49
Era viernes por la noche. Daniel odiaba trabajar en sabbat.
Cuando se hallaba en Israel, antes de incorporarse al cuerpo de policía, había consultado el problema con su padre, un erudito. Abba Yehesqel había solicitado consejo a Rav Yitzhak, un hakham yemení nonagenario, y había recibido rápida respuesta.
La legislación era clara: salvar una vida tenía prioridad sobre el sabbat. En cuanto al deber militar, cuando el trabajo policial comprendiera una situación de vida o muerte no solo se le permitía trabajar a Daniel, sino que estaba obligado a ello.
Con el paso de los años había intentado hacer horas extra los días laborables con el fin de estar libre los viernes por la noche y los sábados. Evidentemente, sin dudar lo más mínimo en emplearse a fondo en cuestiones como el Carnicero, violadores y suicidas terroristas. A medida que ascendía de rango y se le asignaban más obligaciones administrativas en lugar de trabajo callejero, le resultó más fácil. Esa era la única ventaja de convertirse en un oficinista.
En aquellos momentos se encontraba en el aeropuerto, sentado ante el volante de un taxi amarillo en la zona de recogida de la terminal de American Airlines.
En Jerusalén había orado en la pequeña y antigua sinagoga yemení próxima a la Ciudad Vieja. Aunque no estuviera de servicio había evitado la adoración en grupo, pues necesitaba conservar la mayor discreción ya que no deseaba tener que rechazar a algún bienintencionado fiel que, sabedor de que él era un israelí «técnico en software» y asesor de alguna empresa anónima del Valley, quisiera tenerlo allí para el sabbat.
Aquella mañana temprano había llamado a Laura y a los niños para decirles que regresaría lo antes posible, aunque no sabía lo que aquello significaba realmente.
Shoshana, su hija mayor, de dieciocho años, se hallaba en casa pasando el fin de semana, de permiso en el destino de servicio nacional en Kiryat Shemona.
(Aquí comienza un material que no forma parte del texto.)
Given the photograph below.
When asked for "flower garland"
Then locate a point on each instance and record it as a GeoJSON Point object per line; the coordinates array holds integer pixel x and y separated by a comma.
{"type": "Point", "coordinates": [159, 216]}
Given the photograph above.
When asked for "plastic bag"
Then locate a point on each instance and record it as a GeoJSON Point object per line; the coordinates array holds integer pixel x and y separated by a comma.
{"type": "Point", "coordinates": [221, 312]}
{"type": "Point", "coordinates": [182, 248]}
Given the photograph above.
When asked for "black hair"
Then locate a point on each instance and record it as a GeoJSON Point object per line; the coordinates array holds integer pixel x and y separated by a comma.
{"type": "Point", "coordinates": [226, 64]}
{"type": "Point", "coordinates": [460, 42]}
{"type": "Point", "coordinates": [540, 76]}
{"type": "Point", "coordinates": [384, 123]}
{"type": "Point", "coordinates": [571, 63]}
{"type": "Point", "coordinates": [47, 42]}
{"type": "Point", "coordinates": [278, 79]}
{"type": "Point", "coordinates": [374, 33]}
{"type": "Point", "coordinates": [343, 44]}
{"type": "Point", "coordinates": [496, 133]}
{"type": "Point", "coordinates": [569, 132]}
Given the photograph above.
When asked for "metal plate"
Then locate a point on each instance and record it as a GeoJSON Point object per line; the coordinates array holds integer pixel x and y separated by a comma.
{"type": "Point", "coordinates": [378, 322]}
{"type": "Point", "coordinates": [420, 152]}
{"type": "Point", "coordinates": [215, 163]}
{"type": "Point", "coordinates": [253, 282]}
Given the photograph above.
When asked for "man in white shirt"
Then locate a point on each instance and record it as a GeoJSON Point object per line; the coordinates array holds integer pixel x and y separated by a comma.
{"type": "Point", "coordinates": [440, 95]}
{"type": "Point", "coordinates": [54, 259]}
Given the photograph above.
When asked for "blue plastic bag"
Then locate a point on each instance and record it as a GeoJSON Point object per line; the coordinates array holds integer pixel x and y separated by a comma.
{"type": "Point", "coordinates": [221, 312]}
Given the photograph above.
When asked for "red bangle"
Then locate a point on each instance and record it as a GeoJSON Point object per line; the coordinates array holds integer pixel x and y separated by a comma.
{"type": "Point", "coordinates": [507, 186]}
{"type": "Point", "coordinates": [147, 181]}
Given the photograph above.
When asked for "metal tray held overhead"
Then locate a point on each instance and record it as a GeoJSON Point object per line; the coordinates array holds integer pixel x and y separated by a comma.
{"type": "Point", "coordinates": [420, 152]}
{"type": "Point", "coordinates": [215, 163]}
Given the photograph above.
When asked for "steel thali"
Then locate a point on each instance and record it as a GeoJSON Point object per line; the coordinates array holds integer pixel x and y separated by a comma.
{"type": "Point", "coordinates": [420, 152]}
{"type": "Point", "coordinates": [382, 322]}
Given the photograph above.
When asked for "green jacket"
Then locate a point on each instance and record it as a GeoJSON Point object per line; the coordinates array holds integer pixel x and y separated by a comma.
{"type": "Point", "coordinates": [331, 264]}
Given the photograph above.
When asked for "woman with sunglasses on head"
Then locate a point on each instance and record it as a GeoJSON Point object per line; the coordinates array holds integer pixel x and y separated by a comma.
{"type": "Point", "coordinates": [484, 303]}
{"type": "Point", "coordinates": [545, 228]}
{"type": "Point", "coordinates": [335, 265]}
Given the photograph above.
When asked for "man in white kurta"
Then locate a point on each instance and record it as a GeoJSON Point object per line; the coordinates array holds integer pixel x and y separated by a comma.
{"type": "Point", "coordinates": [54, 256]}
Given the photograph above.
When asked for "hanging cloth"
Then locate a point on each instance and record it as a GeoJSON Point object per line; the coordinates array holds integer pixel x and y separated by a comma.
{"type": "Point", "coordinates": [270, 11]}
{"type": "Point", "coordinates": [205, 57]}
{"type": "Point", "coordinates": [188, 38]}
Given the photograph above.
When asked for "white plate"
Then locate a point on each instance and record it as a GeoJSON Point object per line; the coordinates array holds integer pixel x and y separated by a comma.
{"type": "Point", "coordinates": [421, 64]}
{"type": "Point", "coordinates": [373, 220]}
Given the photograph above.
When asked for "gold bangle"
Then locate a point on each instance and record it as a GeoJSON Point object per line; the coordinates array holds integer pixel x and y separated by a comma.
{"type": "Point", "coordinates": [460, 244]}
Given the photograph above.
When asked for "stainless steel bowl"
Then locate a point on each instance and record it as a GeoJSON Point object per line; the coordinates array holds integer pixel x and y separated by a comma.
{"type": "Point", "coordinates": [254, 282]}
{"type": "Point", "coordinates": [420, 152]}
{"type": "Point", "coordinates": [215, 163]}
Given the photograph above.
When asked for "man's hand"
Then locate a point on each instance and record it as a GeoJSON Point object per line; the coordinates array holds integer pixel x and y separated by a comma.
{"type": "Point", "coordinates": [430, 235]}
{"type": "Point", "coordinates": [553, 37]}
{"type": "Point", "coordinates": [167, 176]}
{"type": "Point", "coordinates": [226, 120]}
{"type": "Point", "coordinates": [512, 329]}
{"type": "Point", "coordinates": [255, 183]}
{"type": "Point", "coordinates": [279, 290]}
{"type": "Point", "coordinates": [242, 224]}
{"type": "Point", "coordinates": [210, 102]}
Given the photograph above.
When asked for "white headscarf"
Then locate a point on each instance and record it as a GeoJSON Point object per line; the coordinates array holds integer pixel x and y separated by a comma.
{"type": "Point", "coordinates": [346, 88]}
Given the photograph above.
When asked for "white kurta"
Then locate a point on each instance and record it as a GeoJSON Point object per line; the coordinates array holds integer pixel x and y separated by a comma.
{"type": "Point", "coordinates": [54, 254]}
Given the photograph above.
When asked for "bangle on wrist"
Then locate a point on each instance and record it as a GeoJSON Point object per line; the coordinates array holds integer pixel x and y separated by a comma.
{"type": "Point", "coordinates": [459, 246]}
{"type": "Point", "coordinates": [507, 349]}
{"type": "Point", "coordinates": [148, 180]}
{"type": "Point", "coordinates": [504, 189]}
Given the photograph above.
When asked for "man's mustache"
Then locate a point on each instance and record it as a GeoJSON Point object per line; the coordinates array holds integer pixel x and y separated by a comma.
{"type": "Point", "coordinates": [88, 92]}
Había sido destinada a una clínica psiquiátrica, donde trataba de confortar a niños pequeños aterrorizados por las bombas de Hezbollah del Líbano.
—He estado pensando, Abba. Tal vez estudie psicología en la universidad.
—Estás preparada para ello, motek.
—Los niños son tan lindos, Abba. He descubierto que me gusta ayudar a la gente.
—Siempre has tenido cualidades para hacerlo.
Hablaron un poco más y entonces ella le dijo que lo quería y que lo echaba de menos y fue en busca de los muchachos. Mientras aguardaba, fantaseó imaginando que se la presentaba algún día a Delaware para que el psicólogo la guiara en su carrera; que papá le solucionaba las cosas con sus contactos. Delaware se sentiría satisfecho de ayudarla… Cuanto más trabajaba con aquel hombre, más le gustaba, por su intensa energía y concentración…
—¡Abba!
Desde el aparato surgió la voz aún sin mudar de su hijo Mikey, de doce años y medio. Dentro de seis meses tendría lugar su bar mitzvah, una gran fiesta que los padres de Laura deseaban que se celebrase en el hotel Laromme. Luego, un año después, sería el bar mitzvah de Benny. Un período ajetreado para los Sharavi, algo que esperar ansiosamente.
—¡Hola, Mikey! ¿Cómo marchan los estudios?
—Van bien.
De pronto parecía alicaído. No era tan buen estudiante como su hermana. El muchacho preferiría haber jugado a fútbol todo el día, y Daniel se arrepintió de haber sacado el tema. Pero el bar mitzvah significaba aprenderse de memoria una porción de la Torá que se leería en la sinagoga. Sería una lástima si su padre no estaba allí para verlo…
—Estoy seguro de que lo llevas perfectamente, Mike.
—No lo sé, Abba, solo espero tener suerte para conseguir la porción más extensa de todo el chumash, del Pentateuco.
—No la más extensa, hombre, pero desde luego larga. Tal vez Dios te concedió nacer en esa fecha porque sabía que podrías encargarte de ello.
—Lo dudo. Tengo el cerebro como un trozo de mármol.
—Tu cerebro es fantástico, Mike. Al igual que tu corazón… y tus músculos. ¿Cómo va el fútbol?
—¡Estupendo! ¡Hemos ganado!
Se había animado de pronto, y siguieron hablando de deporte hasta que le llegó el turno a Benny. El pequeño, antes tan salvaje como un gato de la Ciudad Vieja, era ahora tan estudioso como Shoshi. Las matemáticas eran su asignatura preferida. Tenía una voz suave.
Hablar con su familia alivió el espíritu de Daniel.
El acuerdo con Petra Connor fue claro: la detective, vestida con el uniforme de auxiliar de vuelo de Alaskan Airlines y equipada con una maleta de ruedas, debía demorarse por la terminal, leer un libro y vigilar la aparición del abogado de Nueva York.
En la maleta, entre otras cosas, había un teléfono móvil conectado con el que Daniel llevaba en el taxi.
Una vez Sanger/Galton hubiera desembarcado, debería seguirlo. En cuanto se asegurase de la situación de su equipaje y lo hubiera transportado al control, debía telefonear a Daniel.
Si Sanger/Galton cogía un coche de alquiler, informaría a Daniel de la compañía, marca, modelo y matrícula y trataría de llegar a tiempo a su coche particular, un Ford Escort verde oscuro, para intervenir y hacer un seguimiento doble.
Y lo mismo debía hacer si en el aeropuerto había algún amigo del abogado que hubiera ido a buscarlo.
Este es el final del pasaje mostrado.